Snjór, ça veut dire « neige » … c'est le titre de la version française. Le titre original, lui, c'est « snjóblinda », une histoire de « cécité des neiges », dixit Google traduction, mais comme blind est aussi un mot anglais, j'avais compris le sens… Je suis toujours perplexe sur les choix des éditeurs. L'idée n'est pas totalement rendue. On garde le climat certes, et on laisse tomber les petits secrets d'une communauté, que personne ne veut voir.

C'est la lecture frisquette idéale de saison. De la neige, il y en a pas mal dans ce coin perdu du nord de l'Europe, plus qu'on ne pourra jamais voir ici, pas loin de Paris, où on s'embourbe dans 30 cm ! On n'a pas de pelles devant les maisons comme Ari Tor découvre devant la sienne. Si on n'habite pas à la montagne, on ne met pas de pneus hiver…bref, à Siglufjördur, en janvier, c'est la nuit polaire avec un temps de chien, blizzard, neige, avalanche...le pire qu'il est possible.

Il ne se passe rien en principe, dans la petite ville. Personne ne ferme sa porte à clés, juste quelques poivrots à ramener dans leur lit, c'est ce que dit Tomas en accueillant son jeune collègue Ari Tor, débutant dans la police. Pourtant dès l'arrivée du petit nouveau, un vieil écrivain est trouvé mort au théâtre. Peu de temps après, c'est Linda l'infirmière , l'épouse de Karl qui a le rôle principal dans la pièce, qu'on retrouve baignant dans son sang dans son jardin. Tout semble tourner autour des protagonistes des arts du spectacle, et méthodiquement après un temps de déni, Tomas et Ari Tor mènent l'enquête.

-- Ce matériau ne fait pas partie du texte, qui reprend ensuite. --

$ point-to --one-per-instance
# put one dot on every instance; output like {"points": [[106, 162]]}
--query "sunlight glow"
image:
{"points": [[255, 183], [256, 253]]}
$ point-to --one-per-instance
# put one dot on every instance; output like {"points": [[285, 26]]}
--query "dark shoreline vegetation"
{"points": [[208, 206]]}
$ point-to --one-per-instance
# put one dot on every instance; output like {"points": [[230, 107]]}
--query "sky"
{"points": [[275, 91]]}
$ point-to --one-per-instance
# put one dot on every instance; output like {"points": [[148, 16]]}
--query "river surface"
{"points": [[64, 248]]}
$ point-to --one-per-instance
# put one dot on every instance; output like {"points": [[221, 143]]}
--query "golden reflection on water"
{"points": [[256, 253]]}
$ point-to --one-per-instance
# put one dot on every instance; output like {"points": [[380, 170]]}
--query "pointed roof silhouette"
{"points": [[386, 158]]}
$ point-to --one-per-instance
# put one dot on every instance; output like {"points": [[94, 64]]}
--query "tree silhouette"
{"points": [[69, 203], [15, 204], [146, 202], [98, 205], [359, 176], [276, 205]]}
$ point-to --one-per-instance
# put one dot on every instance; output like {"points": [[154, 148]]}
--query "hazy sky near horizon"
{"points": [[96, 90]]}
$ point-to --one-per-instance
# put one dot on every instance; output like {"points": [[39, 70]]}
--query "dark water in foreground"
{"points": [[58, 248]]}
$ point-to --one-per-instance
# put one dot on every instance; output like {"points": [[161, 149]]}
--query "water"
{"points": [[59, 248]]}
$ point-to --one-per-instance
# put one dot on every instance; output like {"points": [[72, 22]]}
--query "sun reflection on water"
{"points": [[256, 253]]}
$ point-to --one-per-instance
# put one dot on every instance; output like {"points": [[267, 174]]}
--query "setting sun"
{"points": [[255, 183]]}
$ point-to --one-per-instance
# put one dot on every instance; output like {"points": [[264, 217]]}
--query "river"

J'aime beaucoup ce polar qui nous parle aussi d'une société à un moment donné, en 2009, quand la crise économique était si dure pour les jeunes à la recherche de leur premier emploi, qui nous raconte une petite ville isolée en hiver, les habitudes des gens.

J'ai tout fait à l'envers, j'ai lu d’abord, du même auteur son second roman Mörk, ça m'a donné envie de remonter à l'origine des personnages.

L’aventure avec Ragnar Jonasson mérite vraiment le détour.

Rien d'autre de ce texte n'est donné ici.